La France, elle, zigzague sur ce terrain miné poussée par le
drame d'Ingrid Betancourt. La célèbre Franco-Colombienne est
séquestrée depuis le 23 février 2002 par la guérilla
des FARC (Forces armées révolutionnaires
de Colombie, autoproclamées marxistes).
Les principaux otages des FARC seraient les ingrédients d'un nouveau
type de trafic d'esclaves et de douleur humaine organisé de concert
par cette guérilla et leur principal allié idéologique,
Hugo Chavez. Sous réserve d'authentification confiée aux experts d'Interpol (1),
les disques durs des ordinateurs de Raul Reyes, numéro deux des FARC
abattu le 1er mars au nord de l'Equateur, révèlent en effet,
selon Bogota, que la libération au compte-gouttes d'otages de la guérilla
(6 depuis janvier) remis à Hugo Chavez vise explicitement à conférer
à ce dernier une image d'artisan de la paix servant ses ambitions
internationales et domestiques. En échange, le président vénézuélien finance la guérilla, lui offre des facilités au Venezuela,
réclame sa reconnaissance semi-diplomatique comme force belligérante
et demande à l'Union européenne de l'effacer de la liste
officielle d'organisations terroristes. Bref, acculées militairement
et menacées de déliquescence (un autre de leurs sept principaux chefs, Ivan Rios,
vient d'être abattu... par sa garde personnelle!), les FARC survivent
grâce à Caracas.
Cherchant la libération d'Ingrid Betancourt, le président français
Nicolas Sarkozy, comme son prédécesseur Jacques Chirac, négocie
avec Hugo Chavez et négociait avec Raul Reyes. Paris a regretté
la mort de Raul Reyes et même condamné implicitement l'action
militaire colombienne au cours de laquelle il a été tué.
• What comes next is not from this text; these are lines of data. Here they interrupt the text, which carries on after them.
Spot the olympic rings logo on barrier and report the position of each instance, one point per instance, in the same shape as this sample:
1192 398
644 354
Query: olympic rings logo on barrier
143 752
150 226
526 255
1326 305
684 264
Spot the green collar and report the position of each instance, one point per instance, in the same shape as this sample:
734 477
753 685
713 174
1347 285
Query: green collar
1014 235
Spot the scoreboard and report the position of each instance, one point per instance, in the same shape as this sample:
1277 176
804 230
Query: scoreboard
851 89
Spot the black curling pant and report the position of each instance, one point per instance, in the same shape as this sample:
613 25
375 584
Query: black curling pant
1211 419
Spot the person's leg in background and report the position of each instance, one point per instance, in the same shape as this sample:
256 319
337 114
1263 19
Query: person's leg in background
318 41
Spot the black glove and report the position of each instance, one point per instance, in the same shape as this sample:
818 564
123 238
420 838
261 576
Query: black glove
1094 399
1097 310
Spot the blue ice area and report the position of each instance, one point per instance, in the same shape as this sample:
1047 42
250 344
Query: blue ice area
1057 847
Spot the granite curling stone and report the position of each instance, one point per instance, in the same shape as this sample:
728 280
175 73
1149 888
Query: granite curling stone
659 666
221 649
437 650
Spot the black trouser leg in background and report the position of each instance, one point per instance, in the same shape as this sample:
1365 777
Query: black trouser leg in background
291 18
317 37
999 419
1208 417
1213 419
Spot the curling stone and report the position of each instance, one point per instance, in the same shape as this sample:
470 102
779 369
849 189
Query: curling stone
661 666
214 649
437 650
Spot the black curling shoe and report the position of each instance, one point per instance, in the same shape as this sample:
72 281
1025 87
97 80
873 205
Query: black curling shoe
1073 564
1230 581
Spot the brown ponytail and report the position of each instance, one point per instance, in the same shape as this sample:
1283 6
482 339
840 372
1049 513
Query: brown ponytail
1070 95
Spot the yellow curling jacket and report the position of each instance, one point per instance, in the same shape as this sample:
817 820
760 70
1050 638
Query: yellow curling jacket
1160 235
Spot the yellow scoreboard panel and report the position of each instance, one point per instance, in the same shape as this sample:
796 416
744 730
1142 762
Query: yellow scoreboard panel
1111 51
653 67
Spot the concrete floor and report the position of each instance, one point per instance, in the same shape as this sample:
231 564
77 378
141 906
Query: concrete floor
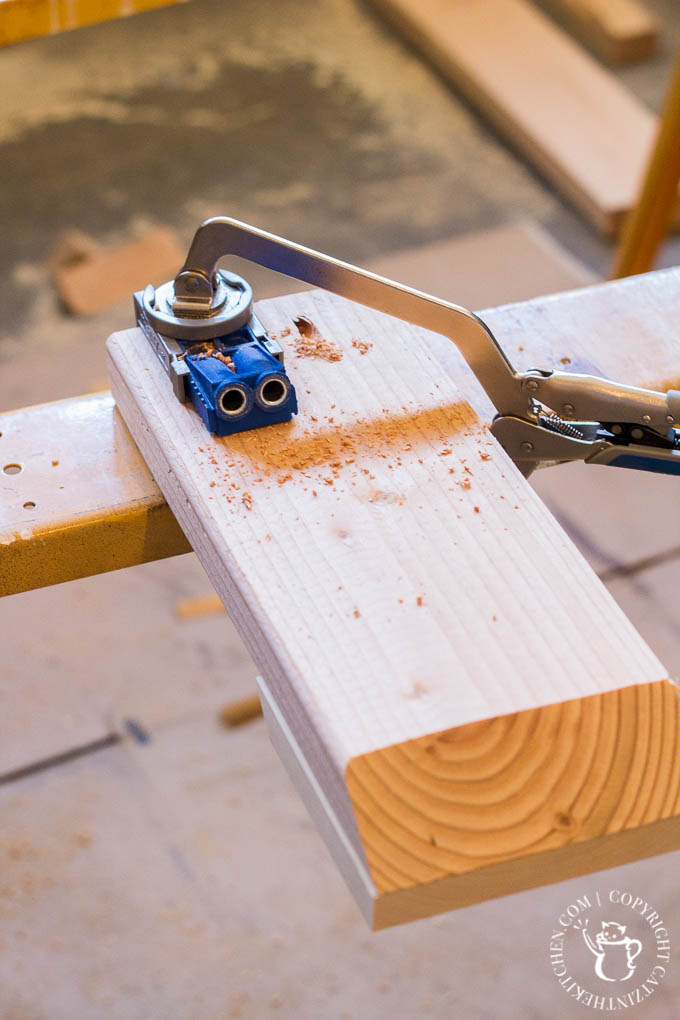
180 877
Aux yeux de l'équipe de Bernard Kouchner, ministre français
des Affaires étrangères, "Monsieur Raul Reyes" avait ouvert un dialogue
humanitaire. Un chef de preneurs d'otages négociant la rançon
politique de ceux qu'il séquestre était considéré
au Quai d'Orsay comme un philanthrope ou presque, pourvu qu'il parle d'Ingrid
Betancourt. Rudolf Hommes, ex-recteur de l'Université des Andes à
Bogota, baptise cette perversion des valeurs "le syndrome de Paris".
Le dialogue Sarkozy-Chavez en relèverait aussi, compte tenu de la stratégie
commune et planifiée unissant les FARC à Chavez.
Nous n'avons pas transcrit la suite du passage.